En relación a la tradición de esta fiesta que gira en torno a la zafra, Delgado se remontó a la época en la que los antepasados de los habitantes de El Roble – provenientes de las Antillas – se establecieron en dicha comunidad. También hubo migraciones desde diversos puntos del país Azuero, Veraguas, Chiriquí y otras regiones, lo que convirtió a la comunidad en un crisol de culturas.
“Por ejemplo, en el toque de tambor —que forma parte del festival— no se encuentra el estilo típico coclesano, sino uno más cercano al de Azuero, debido a estas migraciones. En cuanto a la vestimenta, el festival originalmente tenía influencia española: se utilizaban trajes de gala y disfraces, y el último día se vestía la pollera blanca. Con el tiempo, y especialmente a partir de la creación de la ley en los años 2000, el festival se transformó en un evento folclórico con mayor énfasis en las tradiciones locales”, desarrolló.
En este sentido, el festival busca ser una ocasión con la que el pueblo encuentra una vía para la preservación de sus tradiciones y su transmisión a las futuras generaciones. Por ello, desde el festival se desarrollan concursos de diversas aptitudes como la oratoria o la redacción en la que los niños de la localidad investigan sobre la cosecha de la caña de azúcar, a fin de que puedan elaborar una exposición razonada de dicha tradición.
“Invitamos a todo el pueblo panameño y a los visitantes a vivir esta experiencia, a conocer el proceso de la caña, visitar un trapiche, probar la miel, el jugo de caña y los productos derivados. Por otro lado, este festival lo dedicamos a la paz. La coronación infantil estará centrada en mensajes de unión y armonía, mientras que la coronación adulta tendrá un enfoque espiritual, ofreciendo el festival a Dios para que las actividades se desarrollen en un ambiente positivo”, agregó Delgado.

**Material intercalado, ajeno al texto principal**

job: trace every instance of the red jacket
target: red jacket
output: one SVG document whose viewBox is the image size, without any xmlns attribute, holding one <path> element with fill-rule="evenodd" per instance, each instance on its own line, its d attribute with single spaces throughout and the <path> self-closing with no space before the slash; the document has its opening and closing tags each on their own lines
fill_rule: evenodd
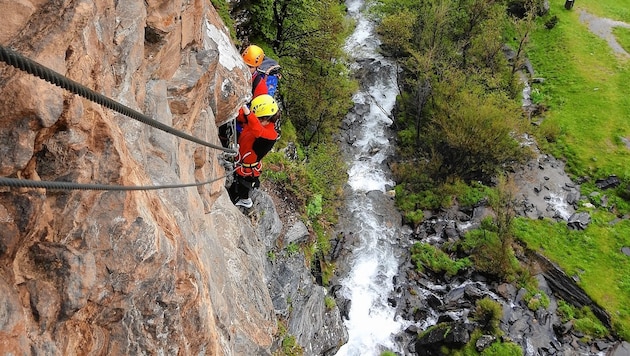
<svg viewBox="0 0 630 356">
<path fill-rule="evenodd" d="M 236 120 L 243 126 L 238 139 L 239 164 L 236 165 L 236 174 L 258 177 L 262 168 L 260 160 L 276 143 L 278 133 L 273 123 L 263 126 L 254 113 L 245 116 L 242 109 Z"/>
</svg>

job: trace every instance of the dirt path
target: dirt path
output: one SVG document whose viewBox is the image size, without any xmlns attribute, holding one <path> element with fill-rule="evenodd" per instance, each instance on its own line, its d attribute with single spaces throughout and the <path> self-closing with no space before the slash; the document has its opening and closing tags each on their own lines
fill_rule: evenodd
<svg viewBox="0 0 630 356">
<path fill-rule="evenodd" d="M 619 42 L 617 42 L 617 38 L 612 33 L 614 27 L 625 27 L 630 29 L 630 24 L 607 18 L 597 17 L 593 14 L 589 14 L 584 10 L 580 11 L 580 21 L 586 23 L 591 32 L 606 40 L 610 48 L 612 48 L 616 54 L 630 57 L 630 53 L 628 53 L 623 47 L 621 47 Z"/>
</svg>

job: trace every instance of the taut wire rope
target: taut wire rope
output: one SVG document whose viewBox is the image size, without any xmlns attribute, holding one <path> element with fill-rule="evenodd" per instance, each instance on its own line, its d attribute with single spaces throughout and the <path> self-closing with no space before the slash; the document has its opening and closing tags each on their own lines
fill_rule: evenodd
<svg viewBox="0 0 630 356">
<path fill-rule="evenodd" d="M 235 149 L 229 147 L 223 147 L 212 144 L 207 141 L 203 141 L 192 135 L 189 135 L 183 131 L 177 130 L 171 126 L 165 125 L 147 115 L 144 115 L 128 106 L 125 106 L 115 100 L 110 99 L 94 90 L 77 83 L 55 71 L 49 69 L 31 59 L 28 59 L 21 54 L 12 51 L 4 46 L 0 45 L 0 61 L 7 63 L 8 65 L 15 67 L 19 70 L 27 72 L 33 76 L 43 79 L 51 84 L 54 84 L 60 88 L 77 94 L 85 99 L 88 99 L 94 103 L 100 104 L 114 110 L 120 114 L 130 117 L 134 120 L 140 121 L 146 125 L 152 126 L 156 129 L 167 132 L 171 135 L 178 136 L 191 142 L 198 143 L 200 145 L 210 147 L 213 149 L 225 151 L 229 154 L 236 154 Z M 235 146 L 236 147 L 236 146 Z M 192 186 L 201 186 L 209 183 L 213 183 L 219 179 L 223 179 L 228 175 L 207 181 L 202 183 L 189 183 L 189 184 L 174 184 L 174 185 L 157 185 L 157 186 L 120 186 L 120 185 L 105 185 L 105 184 L 82 184 L 72 182 L 55 182 L 55 181 L 34 181 L 24 180 L 16 178 L 0 177 L 0 185 L 9 187 L 22 187 L 22 188 L 46 188 L 46 189 L 77 189 L 77 190 L 155 190 L 166 188 L 183 188 Z"/>
</svg>

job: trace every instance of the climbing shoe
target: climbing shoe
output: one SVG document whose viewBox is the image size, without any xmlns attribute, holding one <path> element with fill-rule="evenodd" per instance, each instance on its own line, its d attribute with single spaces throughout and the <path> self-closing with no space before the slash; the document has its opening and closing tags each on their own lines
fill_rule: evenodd
<svg viewBox="0 0 630 356">
<path fill-rule="evenodd" d="M 239 200 L 236 202 L 236 204 L 234 204 L 234 205 L 236 205 L 236 206 L 242 206 L 242 207 L 244 207 L 244 208 L 249 209 L 249 208 L 251 208 L 251 207 L 252 207 L 252 205 L 254 205 L 254 202 L 252 202 L 252 200 L 251 200 L 250 198 L 247 198 L 247 199 L 239 199 Z"/>
</svg>

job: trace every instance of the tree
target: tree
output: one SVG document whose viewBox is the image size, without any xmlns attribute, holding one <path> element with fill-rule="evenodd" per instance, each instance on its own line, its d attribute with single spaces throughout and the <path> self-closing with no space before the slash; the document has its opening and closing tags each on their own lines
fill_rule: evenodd
<svg viewBox="0 0 630 356">
<path fill-rule="evenodd" d="M 431 117 L 422 130 L 425 151 L 442 163 L 434 179 L 488 182 L 528 157 L 517 140 L 520 107 L 505 95 L 484 92 L 457 69 L 449 70 L 434 92 Z"/>
<path fill-rule="evenodd" d="M 343 62 L 344 15 L 338 0 L 263 0 L 252 6 L 254 34 L 280 57 L 284 115 L 304 146 L 328 140 L 352 107 L 357 85 Z"/>
</svg>

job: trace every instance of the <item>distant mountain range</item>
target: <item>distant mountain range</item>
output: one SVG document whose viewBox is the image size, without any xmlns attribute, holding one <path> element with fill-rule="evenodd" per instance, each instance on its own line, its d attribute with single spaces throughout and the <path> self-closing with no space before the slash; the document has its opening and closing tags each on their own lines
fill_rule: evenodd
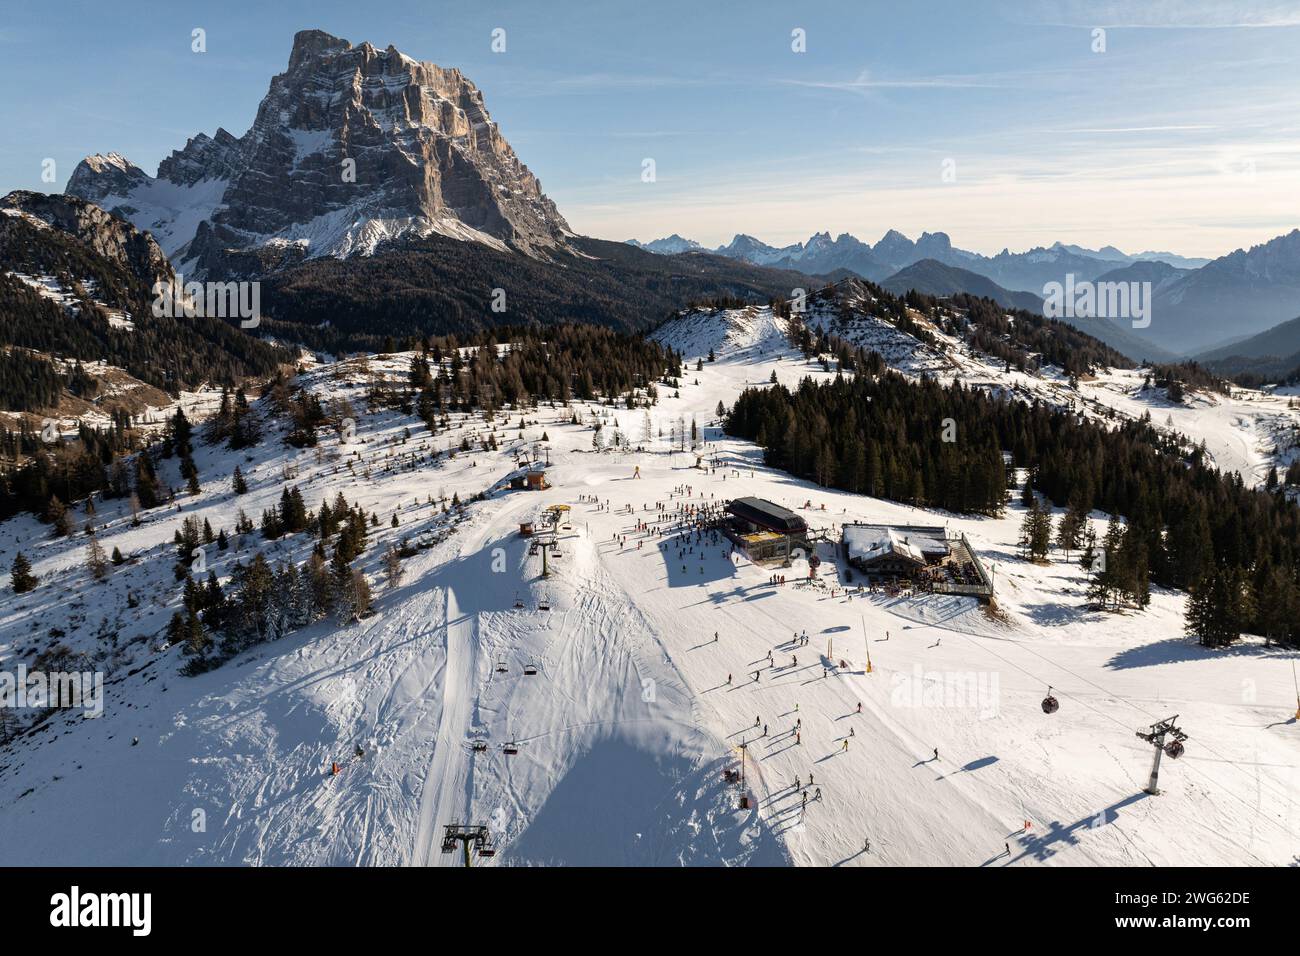
<svg viewBox="0 0 1300 956">
<path fill-rule="evenodd" d="M 273 321 L 347 325 L 363 337 L 579 314 L 644 326 L 684 298 L 789 294 L 844 275 L 896 290 L 987 294 L 1008 308 L 1033 308 L 1067 277 L 1150 282 L 1148 327 L 1126 316 L 1075 320 L 1149 357 L 1191 354 L 1300 315 L 1300 230 L 1212 261 L 1061 242 L 986 256 L 943 232 L 913 240 L 892 229 L 874 243 L 820 232 L 782 247 L 737 235 L 712 250 L 680 235 L 583 239 L 460 71 L 320 30 L 294 37 L 243 136 L 196 135 L 152 176 L 117 153 L 89 156 L 67 194 L 148 232 L 186 279 L 263 279 Z M 416 276 L 438 287 L 417 286 Z M 527 285 L 507 289 L 507 277 Z M 496 288 L 508 292 L 504 313 L 491 308 Z M 328 313 L 338 306 L 356 311 Z"/>
<path fill-rule="evenodd" d="M 1292 378 L 1300 374 L 1300 318 L 1203 352 L 1196 358 L 1220 375 L 1249 374 L 1272 382 Z"/>
<path fill-rule="evenodd" d="M 781 247 L 743 234 L 712 250 L 679 235 L 647 243 L 630 241 L 659 254 L 708 251 L 814 275 L 846 270 L 890 288 L 897 287 L 893 280 L 903 270 L 923 260 L 963 271 L 964 275 L 941 275 L 927 266 L 925 274 L 932 286 L 928 291 L 936 294 L 956 291 L 951 288 L 954 281 L 966 284 L 962 291 L 983 294 L 978 290 L 984 286 L 972 277 L 989 280 L 1007 293 L 1030 293 L 1040 299 L 1050 283 L 1064 283 L 1067 276 L 1076 284 L 1150 282 L 1152 321 L 1145 328 L 1132 328 L 1128 341 L 1130 346 L 1134 338 L 1145 341 L 1148 350 L 1165 355 L 1192 354 L 1230 336 L 1262 332 L 1300 315 L 1300 230 L 1213 260 L 1166 252 L 1130 254 L 1114 246 L 1088 249 L 1061 242 L 1025 252 L 1003 249 L 995 256 L 985 256 L 957 248 L 946 233 L 927 232 L 914 241 L 894 229 L 874 244 L 848 233 L 832 238 L 827 232 Z M 918 275 L 911 278 L 917 280 Z M 902 275 L 898 281 L 908 278 Z M 1112 325 L 1127 327 L 1133 317 L 1111 318 Z"/>
</svg>

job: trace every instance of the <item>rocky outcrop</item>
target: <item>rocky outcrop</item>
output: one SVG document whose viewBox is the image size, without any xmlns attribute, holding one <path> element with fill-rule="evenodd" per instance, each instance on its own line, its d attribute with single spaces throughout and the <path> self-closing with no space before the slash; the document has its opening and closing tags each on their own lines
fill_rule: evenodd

La reina del Festival de este año Gabriela Agrazal no evitó el entusiasmo al hablar sobre lo que le representa la oportunidad de ser la monarca de un festival muy importante para su pueblo. Su coronación se llevará a cabo el próximo 17 de abril, mientras que la de la reina infantil Camila Carrión se desarrollará un día antes, el 16 de abril.
“Me encantaría promover la tradición de nuestro pueblo robleño. Es un pueblo rico en tradiciones y en cultura. Nuestro lema lo dice: ‘El Roble, una de las tradiciones aguadulceñas’. Tiene mucha historia y me gustaría que todo el país la conozca, e incluso el mundo, ya que hemos tenido visitantes internacionales y actualmente, gracias a las redes sociales, también contamos con mucha visibilidad desde el extranjero”, contó Agrazal a este diario.

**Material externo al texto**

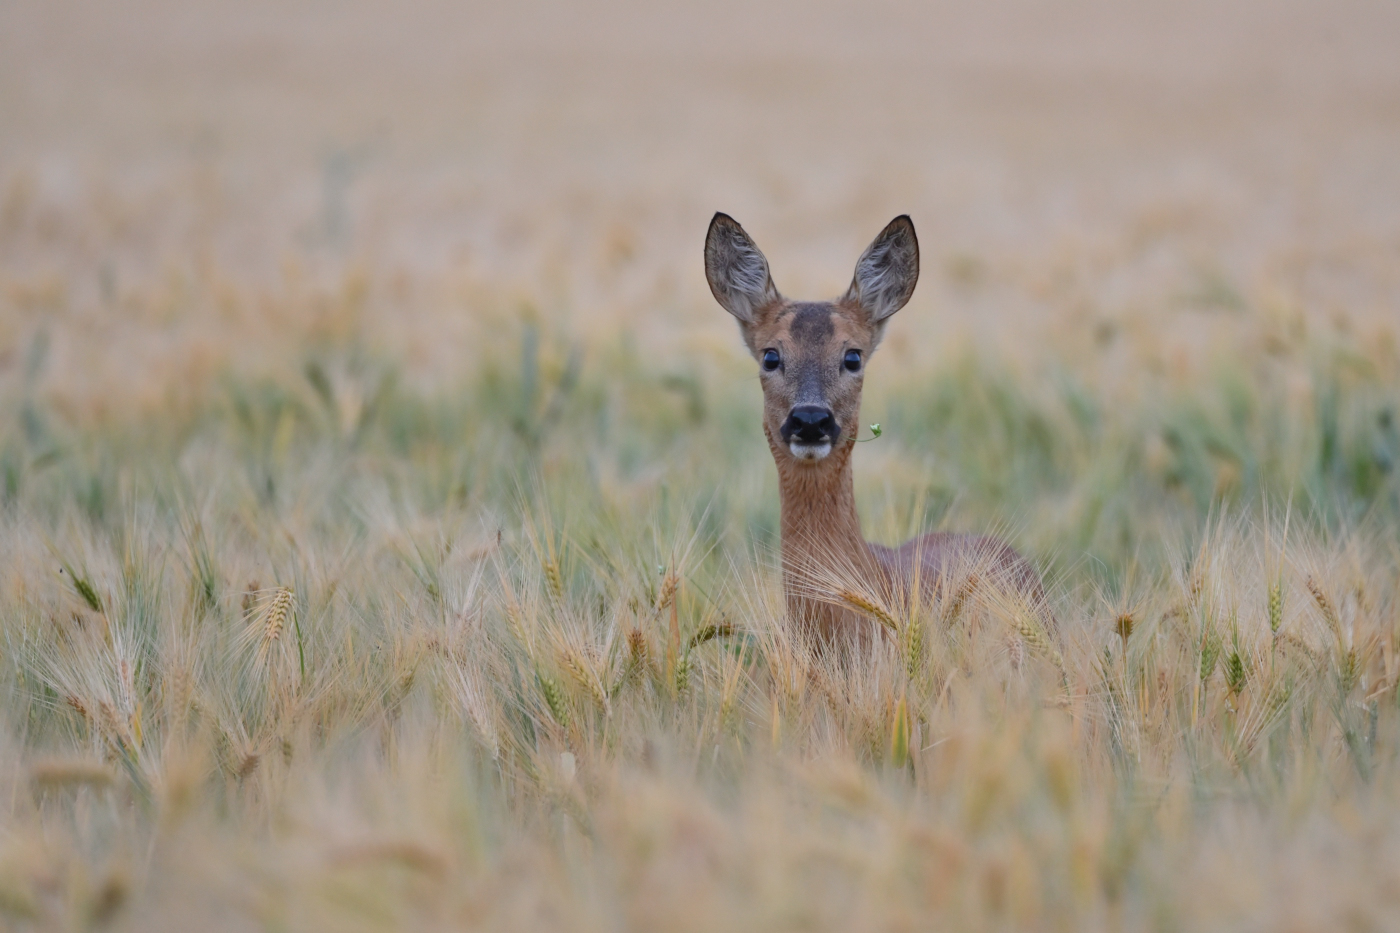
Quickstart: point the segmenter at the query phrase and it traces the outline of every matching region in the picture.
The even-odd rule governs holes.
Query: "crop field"
[[[0,930],[1400,928],[1396,48],[0,5]],[[865,534],[1057,633],[794,634],[716,210],[800,298],[912,216]]]

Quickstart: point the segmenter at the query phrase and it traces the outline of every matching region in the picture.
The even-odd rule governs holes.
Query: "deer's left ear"
[[[914,294],[919,281],[919,238],[908,214],[891,220],[856,262],[846,300],[857,302],[878,324]]]
[[[715,214],[705,234],[705,278],[720,307],[738,318],[741,328],[752,325],[758,312],[780,297],[763,252],[723,212]]]

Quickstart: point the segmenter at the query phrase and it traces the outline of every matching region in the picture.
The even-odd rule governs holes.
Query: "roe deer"
[[[859,595],[862,590],[896,602],[932,598],[947,585],[946,576],[958,572],[955,565],[962,565],[964,595],[970,585],[990,583],[1025,597],[1039,615],[1040,578],[1003,541],[936,533],[887,548],[861,535],[851,480],[861,383],[886,322],[908,302],[919,278],[919,242],[908,216],[880,232],[836,301],[784,298],[763,253],[722,213],[705,238],[705,276],[759,363],[763,432],[782,499],[784,591],[799,628],[823,643],[865,637],[871,623],[850,607],[869,615],[877,604]],[[977,567],[969,569],[970,562]],[[833,579],[859,589],[837,584],[833,592]]]

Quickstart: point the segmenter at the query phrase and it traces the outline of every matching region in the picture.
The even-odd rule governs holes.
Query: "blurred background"
[[[1397,50],[0,0],[0,927],[1400,928]],[[798,298],[913,217],[865,531],[1005,534],[1059,647],[787,640],[716,210]]]
[[[877,379],[982,339],[1131,381],[1256,311],[1393,354],[1396,48],[1383,0],[11,0],[0,366],[44,329],[87,416],[352,327],[441,383],[529,308],[744,378],[717,209],[803,297],[912,214]]]

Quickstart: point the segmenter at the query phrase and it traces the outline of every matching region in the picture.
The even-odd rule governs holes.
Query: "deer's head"
[[[775,457],[816,465],[854,441],[865,367],[885,322],[919,279],[919,241],[907,216],[890,221],[856,262],[835,301],[790,301],[744,228],[716,214],[705,238],[705,276],[739,321],[763,385],[764,429]]]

Sobre el papel de la mujer en la transmisión de estas tradiciones dentro de la comunidad de El Roble, Agrazal considera que es fundamental. Su abuela, Danis Mirtha Tello, de 76 años, ha trabajado toda su vida en el ámbito agrícola y ha estado muy vinculada al festival. Ella elabora pan artesanal, queques y otros productos, y es una persona a la que admira mucho. La reina del festival puntualiza que está dispuesta a colaborar, no solo en el festival, sino en todo lo que tenga que ver con la cultura, la religión y el pueblo de El Roble.

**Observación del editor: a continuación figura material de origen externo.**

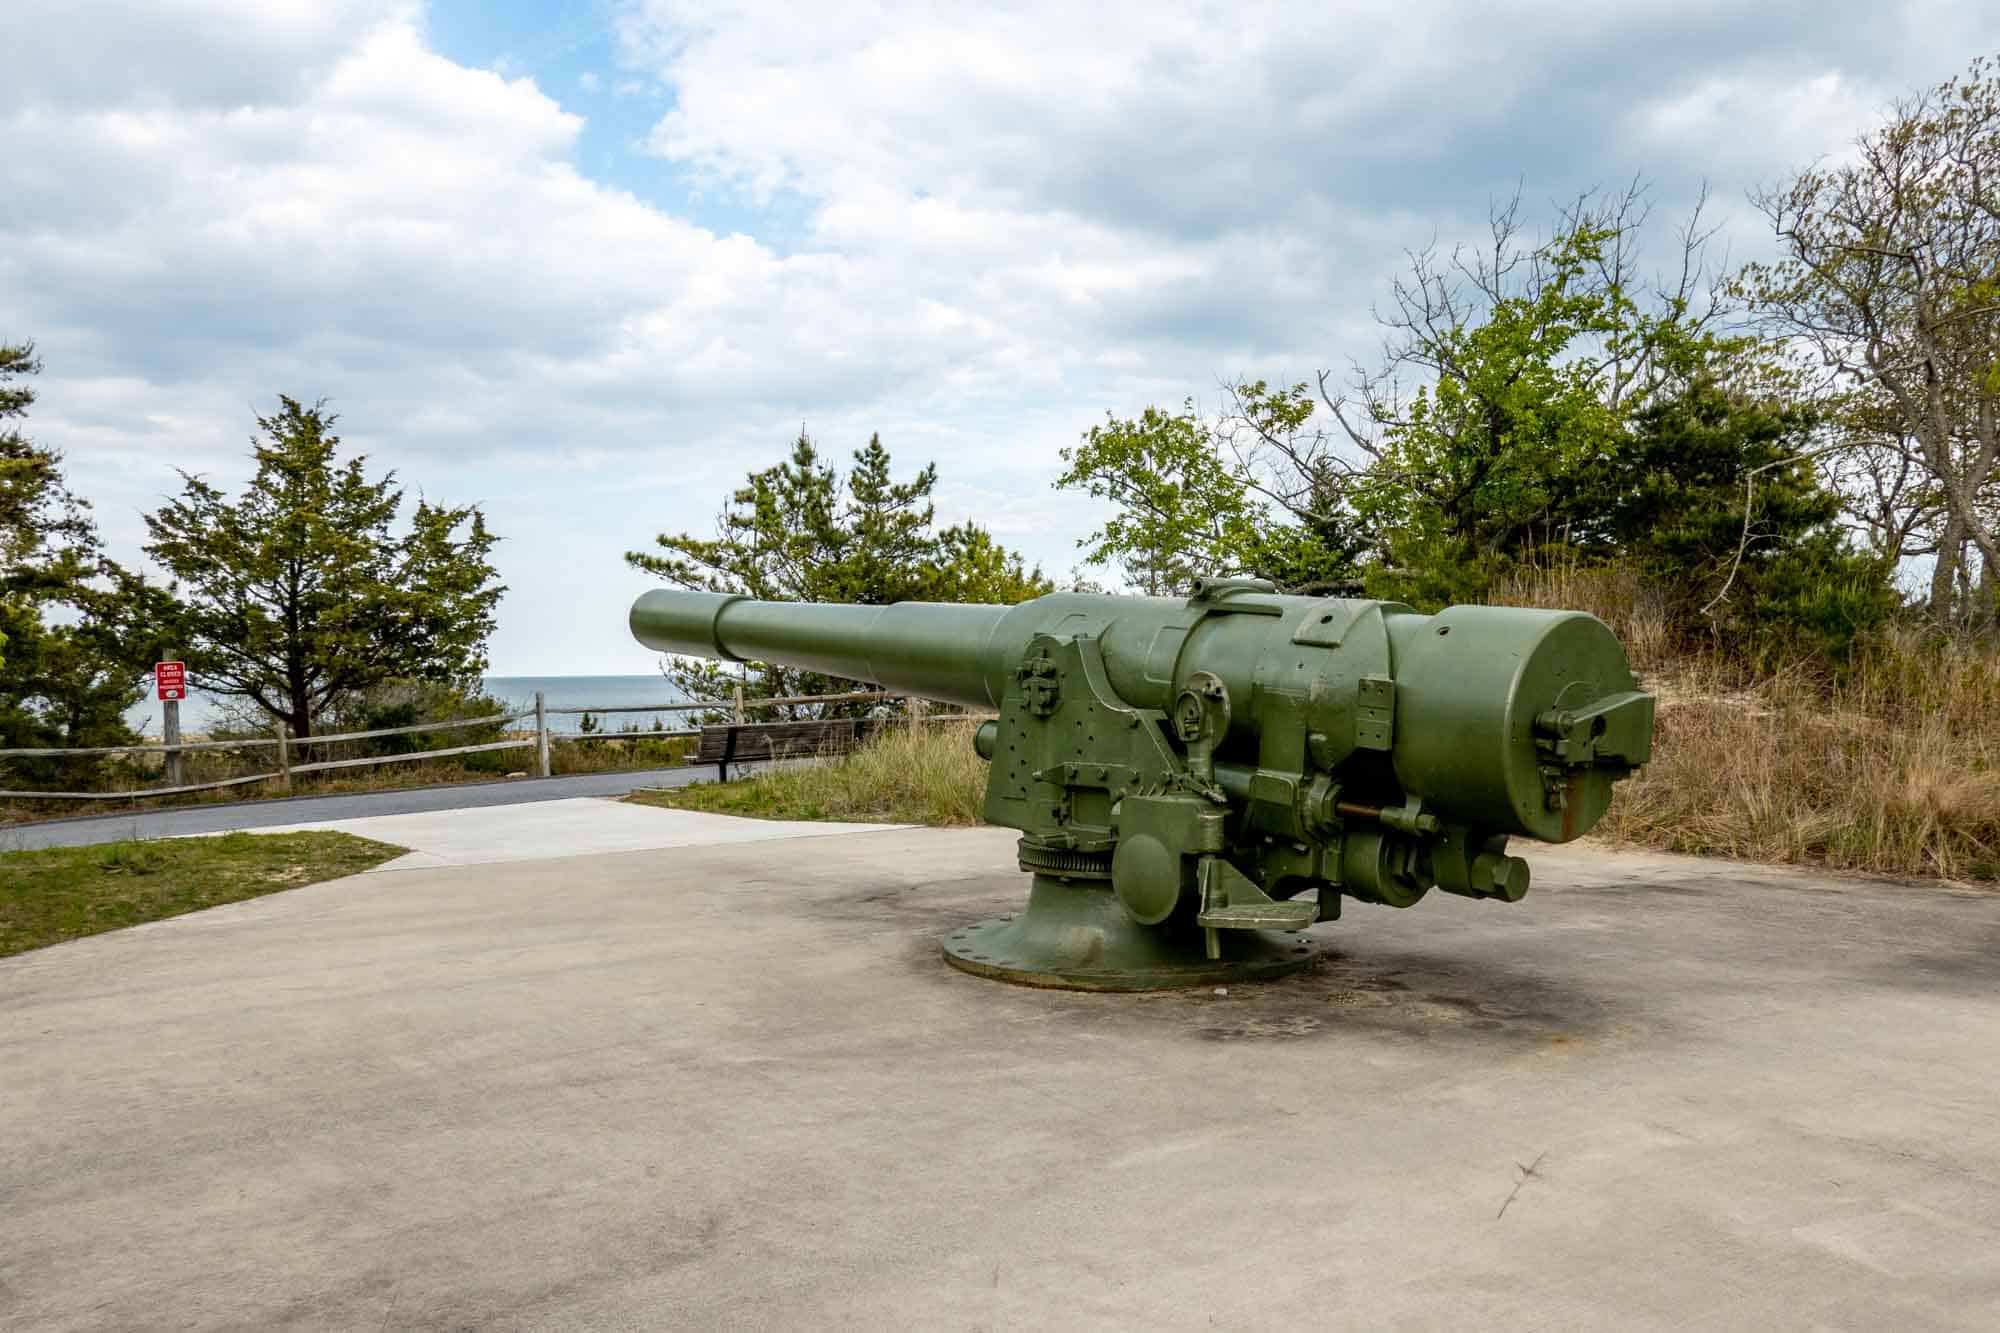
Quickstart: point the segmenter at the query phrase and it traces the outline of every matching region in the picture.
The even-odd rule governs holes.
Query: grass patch
[[[753,819],[977,824],[986,795],[986,761],[972,749],[976,725],[895,727],[866,749],[823,763],[766,769],[738,782],[635,792],[625,799]]]
[[[380,865],[346,833],[225,833],[0,853],[0,957]]]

“Desde muy pequeña siempre quise ser reina del festival. Vivo frente al lugar donde se organiza todo y siempre lo vi como un sueño. He participado desde niña en los encuentros folclóricos y en distintas actividades, ya sea bailando o colaborando. Para mí es un reto y un honor ser la reina del Festival de la Caña de Azúcar este año. Este es un desfile lleno de alegría y tradición, y les invito que vengan ya que estoy segura de que no se van a arrepentir”, exhortó.